Architecture & hardware guide#
xcore is a multicore microprocessor which enables highly flexible and responsive I/O, whilst delivering high performance for applications. The architecture enables a programming model where many simple tasks run concurrently and communicate using hardware support. Multiple xcore processors can be interconnected, and tasks running on separate physical processors can communicate seamlessly. To utilise the platform effectively it is helpful to understand the hardware model; the purpose of this document is to provide an overview of the platform and its features, and an introduction to utilising them using the C programming language.
Overview#
The xcore architecture facilitates scaling of applications over multiple physical packages in order to provide high performance as well as low-latency I/O. A complete xcore application targets a set of xcores and communication between them uses features of the xcore hardware (see below).

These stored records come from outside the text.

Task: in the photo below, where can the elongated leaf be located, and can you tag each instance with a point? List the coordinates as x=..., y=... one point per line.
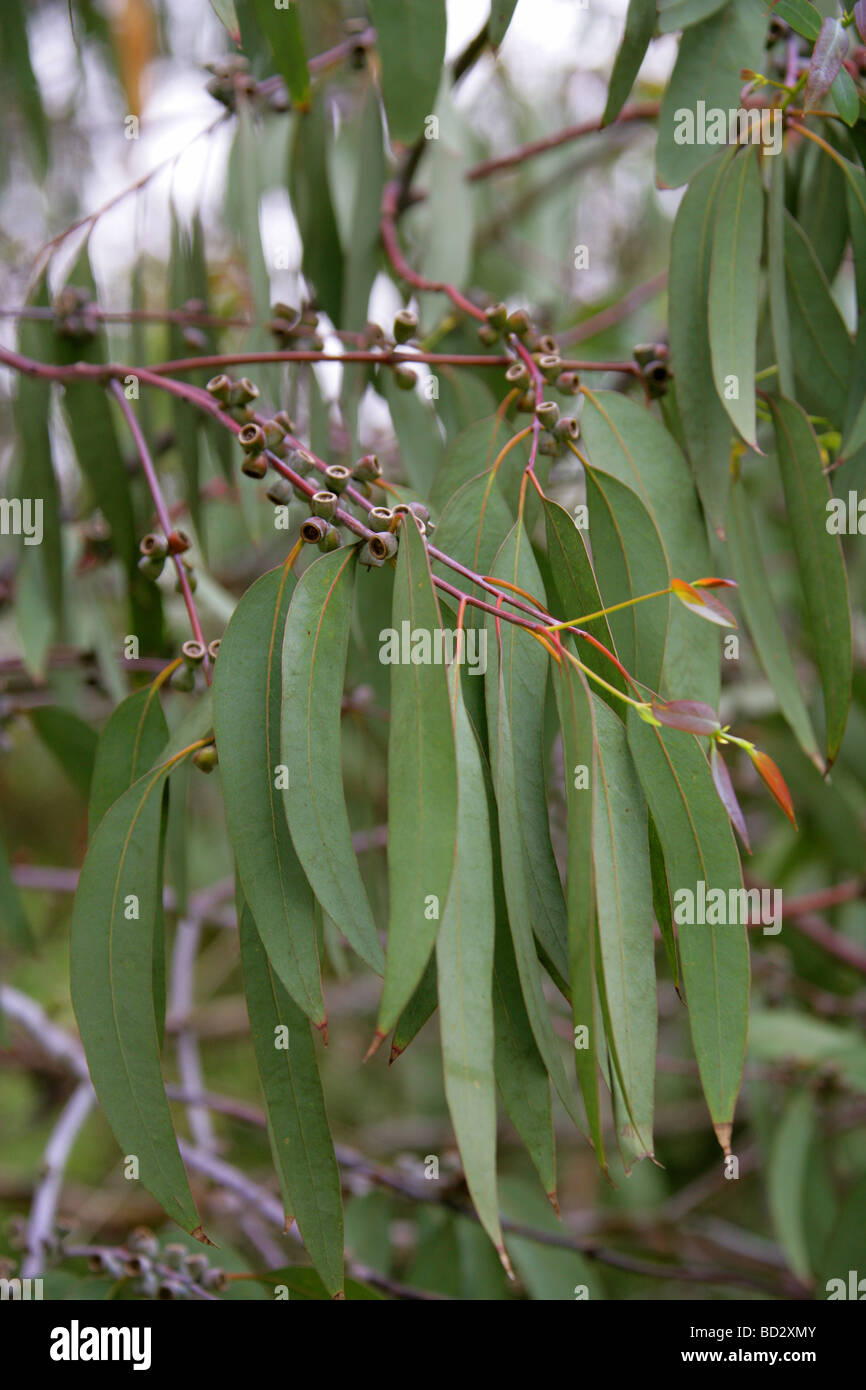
x=520, y=1070
x=246, y=722
x=705, y=424
x=623, y=887
x=624, y=441
x=576, y=590
x=128, y=745
x=698, y=845
x=819, y=339
x=464, y=968
x=300, y=1137
x=313, y=666
x=630, y=562
x=712, y=56
x=323, y=257
x=765, y=627
x=117, y=909
x=410, y=39
x=733, y=291
x=521, y=674
x=71, y=741
x=284, y=34
x=577, y=720
x=421, y=786
x=788, y=1178
x=819, y=556
x=640, y=25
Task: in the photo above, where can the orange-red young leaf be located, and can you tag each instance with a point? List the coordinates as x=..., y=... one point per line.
x=772, y=779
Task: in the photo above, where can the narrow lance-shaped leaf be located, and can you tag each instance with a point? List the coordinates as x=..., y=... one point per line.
x=410, y=42
x=577, y=720
x=421, y=781
x=314, y=805
x=464, y=968
x=733, y=291
x=298, y=1125
x=623, y=886
x=117, y=909
x=246, y=722
x=699, y=848
x=640, y=25
x=128, y=745
x=819, y=556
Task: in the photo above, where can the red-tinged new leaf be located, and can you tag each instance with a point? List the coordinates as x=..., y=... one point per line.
x=702, y=603
x=690, y=715
x=727, y=795
x=772, y=779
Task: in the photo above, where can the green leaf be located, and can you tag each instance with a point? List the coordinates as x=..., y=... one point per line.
x=298, y=1123
x=802, y=17
x=820, y=562
x=284, y=34
x=733, y=291
x=681, y=14
x=323, y=256
x=421, y=786
x=628, y=563
x=788, y=1179
x=624, y=441
x=521, y=676
x=313, y=672
x=776, y=277
x=70, y=740
x=711, y=59
x=410, y=41
x=640, y=27
x=499, y=20
x=520, y=1070
x=623, y=890
x=11, y=912
x=576, y=590
x=820, y=344
x=128, y=745
x=698, y=845
x=705, y=423
x=765, y=627
x=111, y=962
x=464, y=966
x=580, y=762
x=246, y=722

An xcore network is made up of one or more device packages; these are connected by the xCONNECT interconnect to allow high-speed, hardware-assisted communication.
Each package contains one or more nodes
Each node contains one or more tiles plus interconnect which allows communication within and between tiles.
Each tile contains one or more logical cores, some memory, a reference clock, and a variety of resources.
Each logical core is a hardware thread - it shares the tile’s memory and resources with other cores, but each logical core has its own register set and can operate independently of the others.
There are several resources types which exist on each tile. They can be claimed by a logical core, used and released for use by the same or another logical core. chanend resources are used for form channels for commication between logical cores. timer resources provide a logical core with a timestamp or to a facility to wait for a time period, based on the reference clock. Port and clock block resources facilitate flexible GPIO.
Nodes#
Each physical package typically contains one node but may contain more. Multiple packages may be connected using xLINKs, to provide a multi-node system. A node typically contains two tiles.
Tiles#
Tiles are individual and independent processing units contained within nodes; each tile has its own memory, I/O subsystem, clock divider and other resources. Tiles within a node communicate using the communication fabric contained within that node, and can communicate with tiles in other packages using xLINKs.
Logical cores#
Each tile has eight logical cores. Each logical core has its own registers and executes instructions independently of the other logical cores. However, all logical cores within a tile share access to that tile’s resources and memory. The xcore pipeline has five stages and each stage takes one system clock cycle to complete. Almost every xcore instruction takes five cycles to execute using this pipeline. This makes it straight forward to calculate the duration of a straight-line instruction sequence. Five logical cores can operate in parallel, but staggered such that on a given clock cycle each will be using a different pipeline stage. These five will run independently and each gets one fifth of the MIPS (machine instructions per second) available to the entire tile. When more than five logical cores are active the relative rate of execution of each will drop to share the five pipeline stages between them. The xcore hardware scheduler uses round-robin to allocate each logical core a time slice.
A logical core may be put into a “paused state” if it is waiting for a resource (see below) to satisfy a specified condition (for example a timer reaching a required value). When a logical core is in the paused state it is removed from the list of logical core scheduled by the xcore hardware scheduler. Once the resource satisfies the required condition the logical core is put back on the list of logical cores to schedule.
I/O and pooled resources#
Resources are shared between all cores in a tile. Many types of resource are available, and the exact types and numbers of resources vary between devices. Resources are general-purpose peripherals which help to accelerate real-time tasks and efficient software implementations of higher-level peripherals e.g. UART. Many of the available resource types are described in later sections. Due to the diverse nature of resources, their interfaces vary somewhat. However, most resources have some or all of the following traits:
Pooled - the xcore tile maintains a pool of the resource type - a core can allocate a resource from the pool and free it when no longer required.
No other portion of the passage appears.